The last time the state passed a supplemental - or “junior” - spending bill that gives individual legislators a pot of money to fund pet projects was 2007.
But top-ranking lawmakers decided to bring it back this year, due to the state’s projected $1.2 billion budget surplus.
The supplemental spending bills - House Bill 548 and Senate Bill 536 - are separate from an annual capital outlay bill that allows lawmakers to divvy up available dollars for roads, dams, sports fields and other infrastructure projects.
They also separate from the larger state budget bill that provides funding for public schools, health care and other state government programs.
Meanwhile, a list of projects included in the supplemental spending bill does not make it clear which project was funded by which lawmaker.
But House Minority Leader James Townsend, R-Artesia, said House Republicans will voluntarily disclose the projects they funded in the legislation.
“That’s public money - how can you can not make it public?” Townsend said in an interview.
Proposed projects include:
?? $275,000 for a study of statewide comprehensive health care.
?? $410,000 for a new statewide criminal justice data-sharing system.
?? $50,000 for the police department in Anthony to buy guns and equipment.
?? $250,000 for the UNM women’s beach volleyball team, which was eliminated last year but could be brought back.
During Saturday’s hearing, Rep.
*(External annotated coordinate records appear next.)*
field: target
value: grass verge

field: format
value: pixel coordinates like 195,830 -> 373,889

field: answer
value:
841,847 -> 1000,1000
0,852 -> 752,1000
Patricia Lundstrom, D-Gallup, the chairwoman of the House appropriations committee, cautioned that the proposed funding will likely be closely vetted by Gov. Michelle Lujan Grisham’s administration, which had not yet weighed in on the bill.
“At the end of the day, the (Department of Finance and Administration) and the Governor’s Office are going to go through this with a fine-tooth comb,” Lundstrom said.
Any proposed funding in the bill that is ultimately unspent will go into the state’s cash reserves, she added.